Le pari du Gabon pour réformer ses finances publiques
Entre ambition économique et discipline budgétaire, l’approche managériale engagée par le gouvernement doit encore démontrer sa capacité à transformer l’État.
D ans un communiqué du Ministère de l’Économie, des Finances, de la Dette et des Participations, chargé de la lutte contre la Vie Chère, publié le 14 novembre 2025, Le Gouvernement gabonais a dévoilé une série de réformes destinées à moderniser la gestion des finances publiques, à recentrer l’endettement sur l’investissement productif et à stimuler la croissance dès 2026. Portée par une projection optimiste de 6,5 %, cette stratégie se veut la matrice d’une nouvelle gouvernance budgétaire. Mais sa faisabilité opérationnelle demeure en question, tant la gestion publique reste marquée par des fragilités structurelles. Le succès du plan dépendra de la capacité à instaurer une discipline managériale durable.
Une stratégie gouvernementale sous haute pression Le gouvernement gabonais a présenté, le 14 novembre 2025, une nouvelle séquence de réformes économiques destinées à remettre l’investissement au cœur de l’action publique. Après des années où les dépenses de fonctionnement dominaient le budget national, l’exécutif affirme vouloir renouer avec une vision stratégique de l’allocation des ressources. Ce repositionnement répond à une exigence : restaurer la crédibilité de l’État dans la gestion des finances publiques, mise à mal par une décennie de crises, de déficits chroniques et d’inefficacité structurelle.
Endettement productif : entre discours de rupture et héritage lourd La promesse de consacrer l’endettement exclusivement au financement de projets de développement constitue l’axe central de cette nouvelle doctrine budgétaire. Le gouvernement rappelle qu’il a honoré tous ses engagements depuis 2007, un argument destiné à rassurer les marchés financiers. Mais la question de fond demeure : comment garantir que cette dette « productive » ne se diluera pas dans les mêmes pratiques de fuite budgétaire, de surcoûts ou d’opacité contractuelle qui ont largement fragilisé l’investissement public au cours des années précédentes ?
Un optimisme économique prudent face aux défis de mise en œuvre La projection d’une croissance à 6,5 % en 2026 s’appuie sur une relance de l’investissement et sur des réformes techniques telles que le Système Intégré de Gestion des Finances Publiques (SIGFIP), la plateforme de suivi des investissements ou le Compte Unique du Trésor. Ces instruments constituent, en théorie, les fondations d’une gestion managériale performante. Toutefois, dans la pratique administrative gabonaise, la réussite de telles réformes dépendra de la stabilité des équipes, de la formation continue et de la capacité à appliquer les normes sans dérogation politique.

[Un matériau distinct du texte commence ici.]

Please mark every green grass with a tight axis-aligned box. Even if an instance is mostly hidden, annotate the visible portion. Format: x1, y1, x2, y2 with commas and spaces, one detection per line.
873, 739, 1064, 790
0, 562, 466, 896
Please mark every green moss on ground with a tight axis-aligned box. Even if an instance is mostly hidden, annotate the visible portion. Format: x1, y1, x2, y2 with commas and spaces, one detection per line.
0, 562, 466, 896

Le financement mixte des projets : un pari sur la solidité du marché local La nouvelle règle de financement — 60 % en monnaie locale et 40 % en devises — vise à protéger les réserves et à minimiser les risques de change. Si cette approche témoigne d’une volonté d’autonomisation financière, elle soulève des interrogations : le marché intérieur dispose-t-il de la profondeur nécessaire pour absorber un volume accru d’émissions ? Le risque est réel de voir les taux locaux s’élever, renchérissant le coût de l’endettement national. Quant à la partie en devises, elle dépendra fortement de la confiance des investisseurs, encore volatile.
Gouvernance et discipline budgétaire : l’épreuve décisive La réussite de l’ensemble repose sur une question cruciale : l’État gabonais peut-il réellement imposer une discipline budgétaire durable ? La réforme managériale annoncée nécessite non seulement une transparence inédite, mais aussi des mécanismes de contrôle robustes, des audits indépendants et une volonté politique constante. En posant publiquement la question — « À quoi et à qui a servi l’endettement passé ? » — le gouvernement ouvre un champ d’exigences nouvelles. Mais sans une transformation profonde de la culture administrative, cette ambition pourrait rester un exercice de communication plutôt qu’un changement structurel.